Produkte, die Temperaturschwankungen oder langen Transportzeiten ausgesetzt sind, benötigen eine dickere Auskleidung mit stärkerer Beschichtungshaftung, um ein Versagen der Dichtung durch Ausdehnung und Kontraktion zu verhindern.
| Liner-Typ | Siegelmethode | Entfernungsstil |
| Induktionsfolienauskleidung | Wärmeaktiviert durch elektromagnetische Induktionskappenversiegelung | Abziehen oder abhebeln, der Folienring bleibt mit der Flasche verbunden |
| Zellstoff- und Folieneinlage | Folie auf Zellstoffkartonträger geklebt | Der vollständige Liner lässt sich mit der Kappe herausheben |
| Druckempfindlicher Liner | Der Klebstoff wird durch den Drehmomentdruck der Kappe aktiviert, keine Induktionseinheit erforderlich | Lässt sich sauber vom Flaschenrand lösen |
| Schaumstoff- und Folieneinlage | Die Schaumstoffunterlage verbessert die Polsterung von Glasbehältern | Lässt sich mit der Kappe herausheben |
Nach dem Verschließen sollte eine ordnungsgemäß verschlossene Flasche einen durchgehenden, gleichmäßigen Folienring um den gesamten Rand aufweisen, ohne Lücken, Falten oder Brandflecken. Eine schnelle Möglichkeit, die Integrität der Versiegelung während der Produktionsläufe zu überprüfen, ist der Vakuumtest: Drücken Sie nach dem Abkühlen vorsichtig auf die Mitte der Folie. Wenn es sich biegt und zurückspringt, ohne sich anzuheben, ist die Verbindung fest. Wenn sich die Folie leicht von einem Abschnitt der Felge löst, müssen wahrscheinlich die Hitze oder die Verweilzeit des Induktionsversiegelers angepasst werden.
Hersteller, die Linien mit hohem Volumen betreiben, testen oft eine Probe pro paar hundert Einheiten und überprüfen die Schälfestigkeit mit einem einfachen Zugtest, um zu bestätigen, dass die Versiegelung einen Mindestkraftschwellenwert erreicht, der üblicherweise im Bereich von 2 bis 4 Pfund Zugwiderstand vor der Trennung liegt.
Beeinflusst die Folieneinlage den Geschmack des Flascheninhalts? Nein, Liner in Lebensmittelqualität verwenden eine Barrierebeschichtung zwischen dem Aluminium und dem Produkt, sodass kein direkter Kontakt oder eine Geschmacksübertragung erfolgt.
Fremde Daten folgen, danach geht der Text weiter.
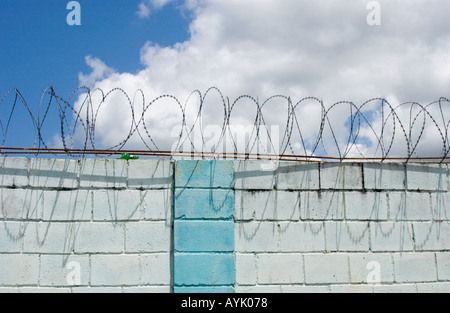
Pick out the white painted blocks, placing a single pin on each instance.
(267, 205)
(19, 269)
(150, 174)
(53, 173)
(347, 236)
(14, 172)
(391, 236)
(427, 177)
(338, 176)
(64, 270)
(255, 175)
(103, 173)
(371, 268)
(443, 266)
(415, 267)
(280, 269)
(388, 176)
(115, 270)
(327, 269)
(147, 237)
(21, 204)
(298, 176)
(72, 205)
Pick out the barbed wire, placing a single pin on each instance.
(306, 130)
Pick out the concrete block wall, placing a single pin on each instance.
(332, 227)
(85, 226)
(222, 226)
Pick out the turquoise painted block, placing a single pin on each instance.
(204, 174)
(200, 289)
(204, 236)
(204, 269)
(204, 204)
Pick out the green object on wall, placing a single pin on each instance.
(126, 156)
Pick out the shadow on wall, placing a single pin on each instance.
(86, 206)
(312, 207)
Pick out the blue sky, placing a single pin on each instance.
(39, 49)
(298, 48)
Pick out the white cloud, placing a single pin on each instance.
(145, 7)
(143, 10)
(99, 72)
(297, 48)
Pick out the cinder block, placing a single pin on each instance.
(43, 290)
(410, 206)
(367, 268)
(56, 238)
(117, 205)
(147, 289)
(388, 289)
(365, 206)
(204, 204)
(347, 236)
(103, 173)
(204, 289)
(95, 290)
(13, 172)
(245, 269)
(391, 236)
(267, 205)
(338, 176)
(53, 173)
(157, 204)
(384, 176)
(427, 177)
(64, 270)
(415, 267)
(11, 235)
(19, 269)
(296, 289)
(280, 269)
(74, 205)
(440, 206)
(259, 289)
(115, 270)
(256, 237)
(298, 176)
(150, 174)
(255, 175)
(326, 268)
(443, 266)
(347, 289)
(4, 290)
(156, 269)
(204, 174)
(204, 236)
(301, 237)
(325, 205)
(147, 237)
(99, 238)
(21, 204)
(204, 269)
(434, 288)
(431, 236)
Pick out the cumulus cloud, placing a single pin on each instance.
(145, 7)
(297, 48)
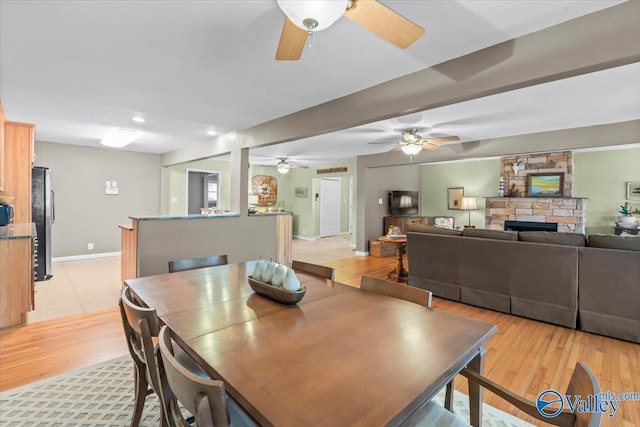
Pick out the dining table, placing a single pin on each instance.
(339, 357)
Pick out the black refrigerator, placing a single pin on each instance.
(42, 215)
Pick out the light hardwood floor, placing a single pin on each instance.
(525, 355)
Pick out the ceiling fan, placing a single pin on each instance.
(283, 166)
(412, 143)
(306, 16)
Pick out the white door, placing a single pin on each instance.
(329, 207)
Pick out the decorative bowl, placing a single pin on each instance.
(276, 293)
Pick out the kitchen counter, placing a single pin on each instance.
(271, 213)
(193, 216)
(26, 230)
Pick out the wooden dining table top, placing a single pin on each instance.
(341, 356)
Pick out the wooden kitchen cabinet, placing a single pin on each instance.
(18, 161)
(16, 273)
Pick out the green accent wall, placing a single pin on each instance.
(479, 178)
(601, 177)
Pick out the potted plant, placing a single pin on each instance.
(626, 217)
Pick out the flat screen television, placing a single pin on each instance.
(403, 203)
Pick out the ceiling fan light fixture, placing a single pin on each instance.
(411, 148)
(283, 167)
(313, 15)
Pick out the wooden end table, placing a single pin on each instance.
(399, 274)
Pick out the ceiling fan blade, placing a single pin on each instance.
(441, 139)
(428, 146)
(292, 42)
(384, 22)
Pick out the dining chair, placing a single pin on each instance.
(193, 263)
(396, 290)
(140, 325)
(315, 269)
(583, 383)
(205, 398)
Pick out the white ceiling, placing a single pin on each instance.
(78, 69)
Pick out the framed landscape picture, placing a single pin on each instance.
(454, 197)
(633, 190)
(545, 184)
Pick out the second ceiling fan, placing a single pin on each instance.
(412, 143)
(306, 16)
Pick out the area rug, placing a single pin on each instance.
(102, 395)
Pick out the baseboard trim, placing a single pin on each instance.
(310, 239)
(86, 256)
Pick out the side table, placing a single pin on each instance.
(399, 274)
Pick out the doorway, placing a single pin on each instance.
(329, 207)
(203, 190)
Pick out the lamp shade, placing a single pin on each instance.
(322, 13)
(468, 204)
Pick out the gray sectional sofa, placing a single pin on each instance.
(561, 278)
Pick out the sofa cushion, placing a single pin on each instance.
(553, 238)
(490, 234)
(424, 228)
(611, 241)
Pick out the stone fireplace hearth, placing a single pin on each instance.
(568, 212)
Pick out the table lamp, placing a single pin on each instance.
(469, 204)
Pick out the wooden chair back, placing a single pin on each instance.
(140, 326)
(396, 290)
(582, 383)
(193, 263)
(205, 398)
(315, 269)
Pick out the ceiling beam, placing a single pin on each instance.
(594, 42)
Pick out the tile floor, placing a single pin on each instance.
(88, 285)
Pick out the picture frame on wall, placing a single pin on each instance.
(633, 190)
(454, 197)
(301, 192)
(545, 184)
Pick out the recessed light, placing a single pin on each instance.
(118, 138)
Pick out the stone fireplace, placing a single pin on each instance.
(567, 211)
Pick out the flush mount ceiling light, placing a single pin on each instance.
(118, 138)
(283, 167)
(313, 15)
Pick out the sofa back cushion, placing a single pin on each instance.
(490, 234)
(423, 228)
(553, 238)
(611, 241)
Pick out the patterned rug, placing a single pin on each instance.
(102, 395)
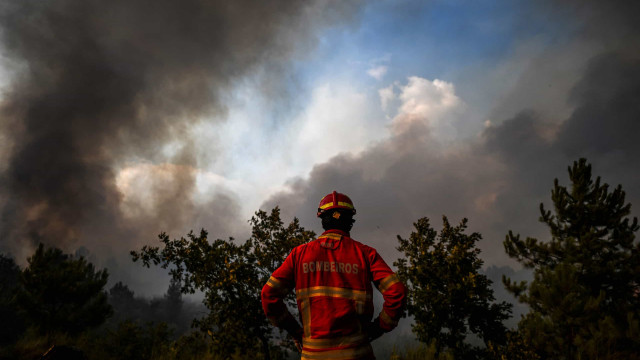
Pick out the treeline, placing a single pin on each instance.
(60, 299)
(583, 301)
Kann derselbe Liner für verschiedene Kappenmaterialien verwendet werden? Im Allgemeinen ja, da die Einlage eher am Flaschenrand als am Verschlussmaterial haftet. Allerdings sollte die Verschlusstiefe auf ordnungsgemäßen Induktionskontakt überprüft werden.
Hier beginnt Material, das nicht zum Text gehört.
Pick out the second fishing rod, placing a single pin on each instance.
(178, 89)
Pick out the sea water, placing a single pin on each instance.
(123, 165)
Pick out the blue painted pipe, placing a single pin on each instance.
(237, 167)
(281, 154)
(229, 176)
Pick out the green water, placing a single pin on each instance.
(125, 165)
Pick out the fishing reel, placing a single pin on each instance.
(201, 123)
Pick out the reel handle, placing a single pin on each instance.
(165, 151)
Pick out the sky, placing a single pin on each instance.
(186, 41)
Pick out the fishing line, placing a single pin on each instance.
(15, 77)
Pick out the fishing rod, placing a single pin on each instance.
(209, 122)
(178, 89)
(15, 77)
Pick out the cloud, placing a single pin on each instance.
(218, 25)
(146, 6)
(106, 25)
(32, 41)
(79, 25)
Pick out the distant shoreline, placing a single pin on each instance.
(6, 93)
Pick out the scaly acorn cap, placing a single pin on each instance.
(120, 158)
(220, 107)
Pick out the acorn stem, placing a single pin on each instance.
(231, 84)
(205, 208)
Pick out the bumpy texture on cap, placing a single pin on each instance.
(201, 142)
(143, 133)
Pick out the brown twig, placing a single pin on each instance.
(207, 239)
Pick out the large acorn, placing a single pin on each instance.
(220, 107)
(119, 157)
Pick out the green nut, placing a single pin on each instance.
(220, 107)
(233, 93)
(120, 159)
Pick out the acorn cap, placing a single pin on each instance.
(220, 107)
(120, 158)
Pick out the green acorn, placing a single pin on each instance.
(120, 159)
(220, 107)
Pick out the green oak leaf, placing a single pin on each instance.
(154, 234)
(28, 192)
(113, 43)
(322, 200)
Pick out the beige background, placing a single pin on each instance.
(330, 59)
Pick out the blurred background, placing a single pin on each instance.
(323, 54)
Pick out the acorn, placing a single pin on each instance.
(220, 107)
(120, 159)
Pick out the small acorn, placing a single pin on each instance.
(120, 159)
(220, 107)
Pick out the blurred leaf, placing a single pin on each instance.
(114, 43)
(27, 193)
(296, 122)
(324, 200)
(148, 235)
Ist ein dickerer Liner immer sicherer? Nicht unbedingt. Ab einer bestimmten Dicke erzeugt das Induktionssiegelgerät möglicherweise keine ausreichende Wärmedurchdringung, wodurch die Versiegelung eher geschwächt als gestärkt werden kann.
Wie lange bleibt eine versiegelte Flasche geschützt? Eine ordnungsgemäß versiegelte Einlage bewahrt die Frische in der Regel über die gesamte vorgesehene Haltbarkeitsdauer des Produkts, oft 12 bis 24 Monate, vorausgesetzt, die Lagerung bleibt innerhalb der empfohlenen Temperaturbereiche.